Eingebettet in eine Rahmenerzählung, die sich an die Abenteuer von Tom Sawyer und Huckleberry Finn anlehnt, entfaltet sich eine traumähnliche Handlung, in der die Freundschaft der beiden Jungen und deren abruptes Ende beschrieben wird. Erst nach einer katharisischen Läuterung durch ein Mysterienspiel kann die Freundschaft fortbestehen.
Im Rahmen seiner Erzählung verwendet Bosco eine Reihe von Symbolen, darunter den Fluss und das Wasser,[1] den Garten[2] und einen Esel.[3] Außerdem verweist er indirekt auf eine Reihe von (Kinder)büchern, z. B. die Abenteuer von Tom Sawyer und Huckleberry Finn (s. o.), La gloire de mon père, Robinson Crusoe, Dornröschen, Schneewittchen, Oliver Twist, Der selbstsüchtige Riese, und Prinzessin Brambilla.
Handlungsverlauf
[Bearbeiten | Quelltext bearbeiten]Handlung
[Bearbeiten | Quelltext bearbeiten]Der kleine Pascalet wohnt zusammen mit seinen Eltern und seiner Tante Martine auf dem Lande. Gelegentlich besucht sie der Wilderer Bargabot, der ihnen einen Fisch vorbeibringt. Als seine Eltern für einige Zeit verreisen, macht sich Pascalet auf, um den Fluss zu erkunden, der direkt am Haus liegt und den zu besuchen ihm sonst verboten ist. Bei seinen Erkundungen entdeckt er eine Insel, die bewohnt zu sein scheint, da emporsteigende Rauchschwaden zu erkennen sind. Als er bei einer weiteren Erkundung ein verlassenes Boot findet, setzt er zur Insel über. Hier entdeckt er einen kleinen Zigeunerjungen, der von Zigeunern gefesselt am Boden liegt. Nachdem er den Jungen Gatzo befreit, fliehen beide. Sie fahren durch das Dickicht mehrerer überwucherter Kanäle und finden schließlich Schutz in einer Bucht. Hier spielen sie. Es ist ruhig und friedlich. Als ihnen langweilig zu werden droht, erfinden sie ein Monster, das ihnen gefährlich zu werden scheint. Tatsächlich taucht das kleine Mädchen Hyacinthe auf einem Esel auf und nimmt den Zigeunerjungen Gotzo mit sich fort. Alleingelassen und traurig bleibt Pascalet zurück und macht sich auf die Suche nach seinem Freund. Als er in sein Heimatdorf zurückkommt, muss er feststellen, dass es vollkommen verlassen ist: Die gesamte Dorfgemeinschaft hat sich zu einer Marionettenvorführung versammelt. Ihr Blick ist auf eine Ulme gerichtet, im Hintergrund ertönt das Läuten einer Kirchturmglocke. Unbemerkt von der Dorfbevölkerung verfolgt Pascalet die Vorstellung.
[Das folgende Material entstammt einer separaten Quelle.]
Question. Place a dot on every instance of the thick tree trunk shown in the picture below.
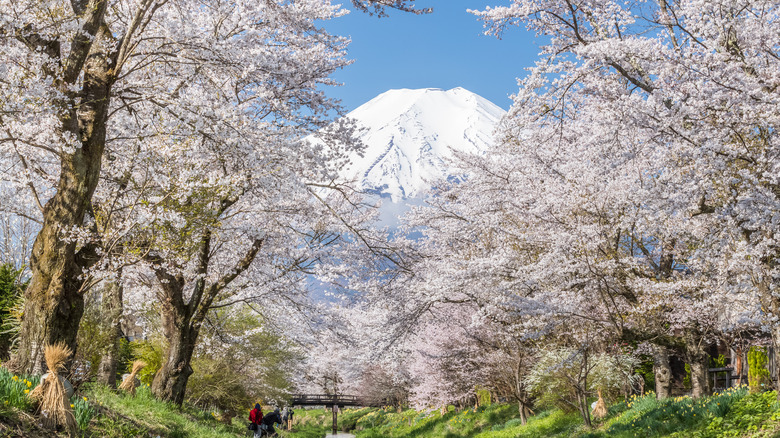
(698, 360)
(53, 301)
(170, 382)
(582, 404)
(663, 373)
(112, 311)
Geschichte in der Geschichte
[Bearbeiten | Quelltext bearbeiten]Als der Vorhang hochgeht, ertönt die Stimme eines alten Mannes, der ihnen die Geschichte von einem Gärtner erzählt, aus dessen Garten ein Bettler einen Pfirsich[4] stiehlt. Dieser erweist sich als der "Heilige Théotime", ein Bettelmönch. Zur Strafe erscheint eine Hexe mit einem vergifteten Apfel, den sie dem Sohn des Gärtners reicht. Der Junge, der sein Erinnerungsvermögen verliert, lebt fortan bei den Zigeunern und stiehlt nun selbst, um sich zu ernähren.
Als erneut ein Bettler im Garten des Gärtners erscheint, bietet dieser ihm in Erinnerung an das Ereignis einen Pfirsich an. Der Bettler weist diesen jedoch mit dem Hinweis zurück, jemand anderes könne ihn vielleicht essen wollen. Als die Zigeuner den kleinen Jungen in den Garten schicken, um darin erneut Früchte zu stehlen, findet dieser den magischen Pfirsich und beißt hinein. Daraufhin erkennt er seine Eltern und diese wiederum ihren verloren gegangenen Sohn. Nachdem die Geschichte zu Ende erzählt wurde, fällt der Vorhang.
Fortgang der Haupthandlung
[Bearbeiten | Quelltext bearbeiten]Ergriffen von der Geschichte, bricht das gesamte Dorf in Schluchzen aus. Auch Hyacinthe befindet sich im Publikum. Als der alte Geschichtenerzähler gebeten wird, sich zu erkennen zu geben, erscheint ein alter Mann mit einem weißen Bart. Mit dem Hinweis darauf, dass er seine eigene Geschichte erzählt und seinen eigenen Sohn verloren hat, bittet er das Publikum um eine Spende. In diesem Moment ertönt das Weinen des kleinen Gotzo, der selbst im Baum gesessen und von dort aus dem Erzählten gefolgt war. Als er sich zu erkennen gibt, zieht das gesamte Dorf, erleichtert vom Ausgang der Geschichte, tamburinschlagend wieder ins Dorf ein. Pascalet bleibt immer noch unbemerkt im Hintergrund, bis ihn Bargabot entdeckt.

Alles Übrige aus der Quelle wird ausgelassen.